Dr Chris Jones of ICR did not work directly on the study, but contributed to the genomic sequencing that informed the trial. 

He and Amanda alike look at its very early results with very tepid hope. 

Dr Jones calls the research ‘a potentially interesting avenue,’ but notes that what happens in mice doesn’t necessarily happen in humans. 

Amanda has spoken to the researchers, but has similar reservations. 

‘It’s just too early, it’s another avenue that needs a whole load of research,’ she says. 

She notes that, like many treatments that have failed in kids with DIPG, this method is based on one used in adults. 

‘We have this entire research field that’s entirely reliant on adult studies,’ but often doesn’t translate. 

‘It’s another area worthy of investigation, but we still can’t say yet whether there’s any extension of life ore improvement in life expectancies.’ 

She is more encouraged work to create a treatment in light of the discovery of a mutation in the tumors related to the ALK2 proteins. 

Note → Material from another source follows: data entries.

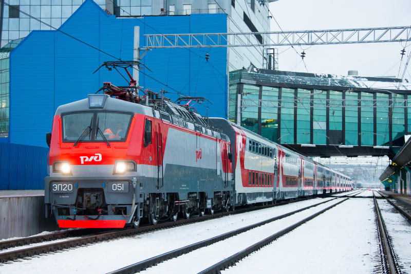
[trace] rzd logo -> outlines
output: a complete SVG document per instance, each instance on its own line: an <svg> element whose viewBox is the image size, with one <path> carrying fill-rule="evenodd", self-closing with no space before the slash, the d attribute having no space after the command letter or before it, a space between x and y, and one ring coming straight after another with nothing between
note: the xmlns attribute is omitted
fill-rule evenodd
<svg viewBox="0 0 411 274"><path fill-rule="evenodd" d="M199 159L201 158L201 149L200 149L200 151L196 151L196 161Z"/></svg>
<svg viewBox="0 0 411 274"><path fill-rule="evenodd" d="M81 164L84 163L84 162L91 162L94 160L96 162L99 162L101 160L101 154L100 153L96 153L94 156L88 157L87 156L80 156L80 160Z"/></svg>

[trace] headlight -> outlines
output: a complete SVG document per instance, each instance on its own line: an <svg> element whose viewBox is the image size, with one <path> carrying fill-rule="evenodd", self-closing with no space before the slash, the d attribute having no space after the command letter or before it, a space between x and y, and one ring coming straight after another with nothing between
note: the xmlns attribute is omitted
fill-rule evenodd
<svg viewBox="0 0 411 274"><path fill-rule="evenodd" d="M134 161L116 161L114 174L122 174L128 171L136 171L136 167Z"/></svg>
<svg viewBox="0 0 411 274"><path fill-rule="evenodd" d="M57 161L53 163L53 172L60 172L62 174L71 174L71 169L68 161Z"/></svg>

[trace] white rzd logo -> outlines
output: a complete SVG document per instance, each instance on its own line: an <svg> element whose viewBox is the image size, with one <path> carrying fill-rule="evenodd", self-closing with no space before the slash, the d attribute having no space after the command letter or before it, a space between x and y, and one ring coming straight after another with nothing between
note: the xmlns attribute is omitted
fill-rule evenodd
<svg viewBox="0 0 411 274"><path fill-rule="evenodd" d="M80 160L82 165L84 163L84 162L91 162L92 160L99 162L101 160L101 154L96 153L94 156L90 156L89 158L87 156L80 156Z"/></svg>

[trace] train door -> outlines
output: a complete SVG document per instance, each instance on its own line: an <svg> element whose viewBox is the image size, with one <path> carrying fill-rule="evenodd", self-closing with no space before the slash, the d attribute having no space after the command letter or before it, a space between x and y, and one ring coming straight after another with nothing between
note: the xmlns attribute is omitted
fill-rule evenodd
<svg viewBox="0 0 411 274"><path fill-rule="evenodd" d="M303 189L303 177L304 176L303 175L303 165L304 165L304 161L301 158L298 159L297 162L298 163L298 183L297 185L298 188L298 195L301 196L303 195L302 194L302 190Z"/></svg>
<svg viewBox="0 0 411 274"><path fill-rule="evenodd" d="M273 162L274 162L274 170L273 173L274 176L273 176L273 191L275 192L277 187L277 173L278 172L278 159L277 155L277 151L275 149L273 149Z"/></svg>
<svg viewBox="0 0 411 274"><path fill-rule="evenodd" d="M156 163L157 166L157 189L159 189L164 186L163 175L163 135L161 133L161 127L160 123L156 124L154 135L154 142L156 145Z"/></svg>
<svg viewBox="0 0 411 274"><path fill-rule="evenodd" d="M227 187L228 181L228 154L227 144L226 142L220 143L220 145L222 146L222 179L225 188Z"/></svg>

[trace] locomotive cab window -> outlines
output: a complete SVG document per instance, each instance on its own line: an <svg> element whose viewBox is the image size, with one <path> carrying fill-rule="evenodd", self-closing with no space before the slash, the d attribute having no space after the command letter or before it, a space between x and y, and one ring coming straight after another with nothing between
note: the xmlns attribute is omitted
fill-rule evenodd
<svg viewBox="0 0 411 274"><path fill-rule="evenodd" d="M152 122L148 119L145 119L145 125L144 126L144 147L147 147L151 143L151 123Z"/></svg>
<svg viewBox="0 0 411 274"><path fill-rule="evenodd" d="M63 142L124 142L131 123L129 113L84 112L62 115Z"/></svg>

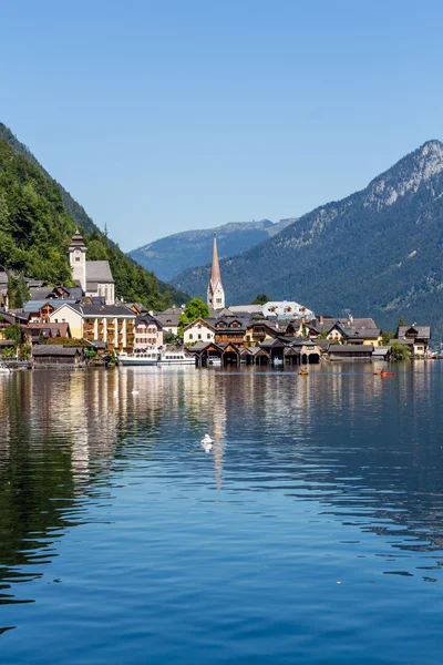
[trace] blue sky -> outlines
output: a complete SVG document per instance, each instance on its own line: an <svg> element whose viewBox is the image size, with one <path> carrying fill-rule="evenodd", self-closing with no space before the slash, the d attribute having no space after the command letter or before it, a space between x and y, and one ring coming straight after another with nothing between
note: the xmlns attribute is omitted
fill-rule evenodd
<svg viewBox="0 0 443 665"><path fill-rule="evenodd" d="M278 221L443 139L443 4L3 2L0 121L123 249Z"/></svg>

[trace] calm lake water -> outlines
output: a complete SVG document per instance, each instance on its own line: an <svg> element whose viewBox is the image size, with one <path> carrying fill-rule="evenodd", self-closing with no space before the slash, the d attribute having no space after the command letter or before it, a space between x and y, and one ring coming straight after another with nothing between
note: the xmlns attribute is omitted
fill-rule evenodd
<svg viewBox="0 0 443 665"><path fill-rule="evenodd" d="M372 371L0 376L2 665L440 664L443 362Z"/></svg>

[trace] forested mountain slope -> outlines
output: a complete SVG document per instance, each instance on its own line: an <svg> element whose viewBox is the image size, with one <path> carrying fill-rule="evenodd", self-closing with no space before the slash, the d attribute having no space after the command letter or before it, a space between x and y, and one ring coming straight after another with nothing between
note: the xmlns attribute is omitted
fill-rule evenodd
<svg viewBox="0 0 443 665"><path fill-rule="evenodd" d="M110 262L119 297L154 308L187 298L109 241L32 153L0 124L0 264L49 284L69 284L68 246L76 227L84 232L87 258Z"/></svg>
<svg viewBox="0 0 443 665"><path fill-rule="evenodd" d="M365 190L300 217L274 238L222 262L227 304L257 293L318 313L372 316L384 327L401 314L442 329L443 144L429 141ZM203 295L209 268L173 284Z"/></svg>
<svg viewBox="0 0 443 665"><path fill-rule="evenodd" d="M234 256L279 233L295 219L272 224L259 222L230 222L216 228L185 231L148 243L130 252L130 256L161 279L169 280L185 268L204 266L213 253L213 235L217 233L218 255Z"/></svg>

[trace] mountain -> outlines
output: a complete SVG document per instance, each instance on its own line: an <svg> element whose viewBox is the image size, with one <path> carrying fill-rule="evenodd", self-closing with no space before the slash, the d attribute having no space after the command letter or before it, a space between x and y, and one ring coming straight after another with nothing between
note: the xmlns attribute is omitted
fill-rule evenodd
<svg viewBox="0 0 443 665"><path fill-rule="evenodd" d="M69 284L68 245L76 227L84 233L87 258L110 262L119 297L153 308L187 299L128 258L0 123L0 264L49 284Z"/></svg>
<svg viewBox="0 0 443 665"><path fill-rule="evenodd" d="M275 237L220 262L227 305L258 293L317 313L371 316L443 332L443 144L429 141L364 190L320 206ZM204 295L209 268L177 288Z"/></svg>
<svg viewBox="0 0 443 665"><path fill-rule="evenodd" d="M161 279L168 282L182 270L204 266L210 260L214 232L217 232L218 253L223 258L267 241L291 222L295 218L281 219L277 224L269 219L230 222L216 228L185 231L133 249L128 255Z"/></svg>

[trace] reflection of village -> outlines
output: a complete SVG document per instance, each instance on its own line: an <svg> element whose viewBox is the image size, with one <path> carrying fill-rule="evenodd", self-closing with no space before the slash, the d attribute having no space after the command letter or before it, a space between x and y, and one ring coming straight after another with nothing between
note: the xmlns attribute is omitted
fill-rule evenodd
<svg viewBox="0 0 443 665"><path fill-rule="evenodd" d="M85 499L111 491L115 460L136 464L135 458L193 482L198 478L217 490L215 500L227 500L224 491L238 479L251 491L270 482L364 530L389 535L396 525L405 528L399 546L439 555L441 478L439 464L430 463L439 450L423 448L421 431L435 377L426 364L399 376L398 418L410 421L411 441L392 450L361 444L364 431L392 431L392 413L384 408L389 383L370 372L331 366L303 381L296 372L253 368L237 374L128 368L59 371L52 381L50 371L0 380L3 579L17 565L35 563L40 546L31 531L44 540L82 523ZM199 444L206 432L214 440L209 453ZM398 454L404 471L384 474L398 468ZM368 504L364 520L353 518ZM416 549L413 539L423 528L429 544ZM41 544L41 563L51 560L47 548Z"/></svg>

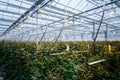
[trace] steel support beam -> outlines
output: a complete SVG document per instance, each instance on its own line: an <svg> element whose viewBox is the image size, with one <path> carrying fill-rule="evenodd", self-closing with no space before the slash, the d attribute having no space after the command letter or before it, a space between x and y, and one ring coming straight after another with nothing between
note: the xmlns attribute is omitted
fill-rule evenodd
<svg viewBox="0 0 120 80"><path fill-rule="evenodd" d="M46 6L50 1L52 0L48 0L46 3L44 3L42 6L40 6L40 8ZM15 22L13 22L13 24L1 35L3 36L4 34L6 34L7 32L9 32L11 29L14 29L17 25L19 25L21 23L21 21L25 21L26 15L30 14L31 11L33 11L36 7L38 7L40 4L42 4L43 0L38 0L34 5L32 5L32 7L30 7L24 14L22 14ZM35 12L37 12L37 10L35 10L34 12L32 12L31 15L33 15Z"/></svg>

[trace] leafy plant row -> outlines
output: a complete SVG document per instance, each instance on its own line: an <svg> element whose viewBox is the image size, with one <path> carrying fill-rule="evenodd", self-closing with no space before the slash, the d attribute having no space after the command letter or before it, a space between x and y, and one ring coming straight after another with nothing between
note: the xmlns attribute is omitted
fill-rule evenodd
<svg viewBox="0 0 120 80"><path fill-rule="evenodd" d="M115 47L108 52L107 45ZM99 41L91 60L106 58L107 61L87 66L87 53L73 51L89 50L91 42L0 42L0 74L5 80L120 80L120 42ZM67 54L51 56L52 53Z"/></svg>

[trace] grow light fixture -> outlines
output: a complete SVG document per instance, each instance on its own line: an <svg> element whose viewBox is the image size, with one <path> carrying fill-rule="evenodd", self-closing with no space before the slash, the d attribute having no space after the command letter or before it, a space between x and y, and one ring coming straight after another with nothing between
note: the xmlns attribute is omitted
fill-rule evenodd
<svg viewBox="0 0 120 80"><path fill-rule="evenodd" d="M64 23L64 26L67 26L67 27L69 26L68 20L65 19L63 23Z"/></svg>
<svg viewBox="0 0 120 80"><path fill-rule="evenodd" d="M90 63L88 63L88 65L94 65L94 64L101 63L101 62L104 62L104 61L106 61L106 59L90 62Z"/></svg>
<svg viewBox="0 0 120 80"><path fill-rule="evenodd" d="M24 27L24 23L22 22L21 24L20 24L20 28L23 28Z"/></svg>

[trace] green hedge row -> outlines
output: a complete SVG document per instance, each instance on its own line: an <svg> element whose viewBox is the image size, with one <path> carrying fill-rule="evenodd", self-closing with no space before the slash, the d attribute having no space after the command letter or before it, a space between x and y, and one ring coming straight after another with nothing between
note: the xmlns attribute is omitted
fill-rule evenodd
<svg viewBox="0 0 120 80"><path fill-rule="evenodd" d="M97 42L92 60L107 61L92 66L85 64L87 53L72 53L88 50L91 42L58 42L53 51L52 42L39 44L36 50L35 42L0 42L0 73L5 80L120 80L119 41L109 42L117 46L111 53L105 52L108 43ZM65 51L66 45L70 46L67 54L49 55Z"/></svg>

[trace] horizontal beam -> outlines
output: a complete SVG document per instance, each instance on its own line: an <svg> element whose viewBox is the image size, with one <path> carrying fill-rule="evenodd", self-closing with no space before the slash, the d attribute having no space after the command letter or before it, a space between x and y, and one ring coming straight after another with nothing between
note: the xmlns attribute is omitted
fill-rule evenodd
<svg viewBox="0 0 120 80"><path fill-rule="evenodd" d="M52 0L49 0L44 5L41 6L44 7L47 3L49 3ZM16 21L13 22L13 24L1 35L3 36L7 32L9 32L11 29L13 29L15 26L19 25L21 21L25 21L27 18L26 15L28 15L32 10L34 10L38 5L40 5L43 2L43 0L38 0L32 7L30 7L24 14L22 14ZM34 11L32 14L34 14L36 11Z"/></svg>

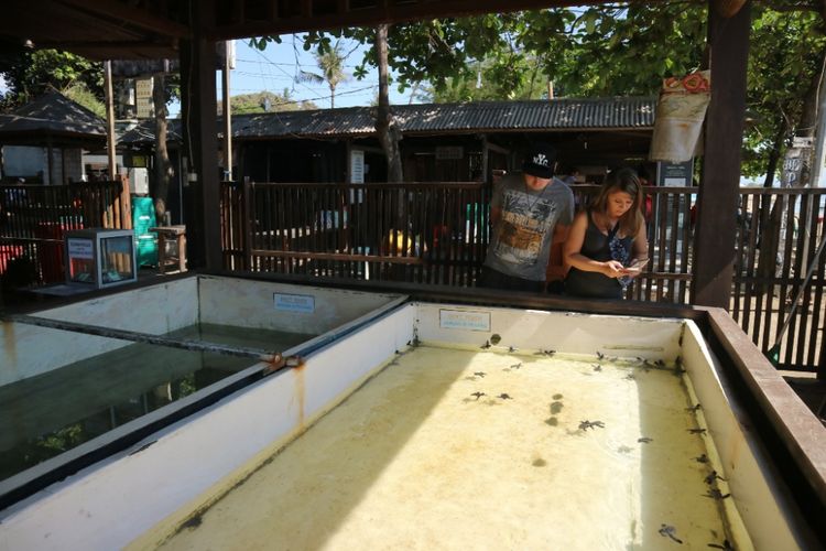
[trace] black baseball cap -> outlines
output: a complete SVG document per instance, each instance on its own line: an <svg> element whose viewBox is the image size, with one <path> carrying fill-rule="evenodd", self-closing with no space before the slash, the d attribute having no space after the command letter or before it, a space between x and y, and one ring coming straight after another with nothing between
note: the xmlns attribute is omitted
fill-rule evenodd
<svg viewBox="0 0 826 551"><path fill-rule="evenodd" d="M550 180L554 175L556 150L547 143L534 143L528 150L528 156L522 164L522 172L532 176Z"/></svg>

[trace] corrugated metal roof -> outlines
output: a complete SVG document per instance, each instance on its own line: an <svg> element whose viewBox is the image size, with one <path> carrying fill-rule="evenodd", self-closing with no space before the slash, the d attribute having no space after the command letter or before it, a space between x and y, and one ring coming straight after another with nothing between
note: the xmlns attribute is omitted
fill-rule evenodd
<svg viewBox="0 0 826 551"><path fill-rule="evenodd" d="M393 106L402 133L478 131L553 131L651 129L653 97L477 101ZM232 117L240 139L284 137L358 137L376 132L374 107L280 111ZM170 121L170 139L180 139L180 121ZM153 122L144 121L121 137L121 143L151 141Z"/></svg>
<svg viewBox="0 0 826 551"><path fill-rule="evenodd" d="M30 136L106 140L106 121L63 94L51 90L9 115L0 115L0 139Z"/></svg>

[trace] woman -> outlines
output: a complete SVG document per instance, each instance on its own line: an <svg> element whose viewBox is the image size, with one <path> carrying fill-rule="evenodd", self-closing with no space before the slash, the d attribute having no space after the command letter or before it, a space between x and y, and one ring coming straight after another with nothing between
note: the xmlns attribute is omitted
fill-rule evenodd
<svg viewBox="0 0 826 551"><path fill-rule="evenodd" d="M565 241L565 294L622 299L648 261L642 186L631 169L611 172L590 208L576 215Z"/></svg>

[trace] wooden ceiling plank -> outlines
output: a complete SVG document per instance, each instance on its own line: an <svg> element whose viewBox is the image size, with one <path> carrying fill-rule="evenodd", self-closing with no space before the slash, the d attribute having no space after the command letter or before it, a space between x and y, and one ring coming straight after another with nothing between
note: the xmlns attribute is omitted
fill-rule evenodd
<svg viewBox="0 0 826 551"><path fill-rule="evenodd" d="M208 36L213 40L230 40L263 34L286 34L302 31L334 30L344 26L368 26L379 23L395 23L423 18L472 15L478 13L508 12L541 8L565 8L585 3L605 3L591 0L477 0L472 3L465 0L442 0L439 2L423 2L387 7L387 0L377 2L372 8L351 9L348 3L346 10L337 14L322 14L306 17L305 6L311 0L300 0L302 17L273 18L271 21L249 21L243 24L220 24ZM343 0L341 0L343 1ZM666 0L649 0L649 3L660 3Z"/></svg>
<svg viewBox="0 0 826 551"><path fill-rule="evenodd" d="M96 0L59 0L59 2L81 9L87 13L99 17L100 19L108 18L128 22L131 25L157 34L173 36L175 39L186 39L189 36L189 29L186 25L170 21L169 19L165 19L162 15L156 15L149 10L130 8L121 2L99 2Z"/></svg>

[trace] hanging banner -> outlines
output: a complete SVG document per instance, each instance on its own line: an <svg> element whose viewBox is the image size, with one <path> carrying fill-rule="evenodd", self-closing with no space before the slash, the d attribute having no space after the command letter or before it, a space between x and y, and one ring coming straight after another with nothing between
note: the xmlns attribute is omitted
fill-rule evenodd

Treatments in development related to the mutation are ‘biology based,’ she says, instead of shots in the dark. 

A group called Medicines 4 Kids (M4K) Pharma has made quick progress toward a therapeutic that to block the tumor-fueling activity of ALK2, but it could be a year or more before they can start clinical trials.  

This is the frustration for the families who are the driving – and funding – force behind DIPG research: everything takes time, and so much research is in its infancy. 

‘It’s a huge challenge because, on one hand, you want to provide treatments that are data driven,’ Amanda says. 

‘But to a parent actually trying to save a child, you’d do anything. 

‘If someone had said to me, “cut yourself in half, and it’ll work,” I might’ve done it.’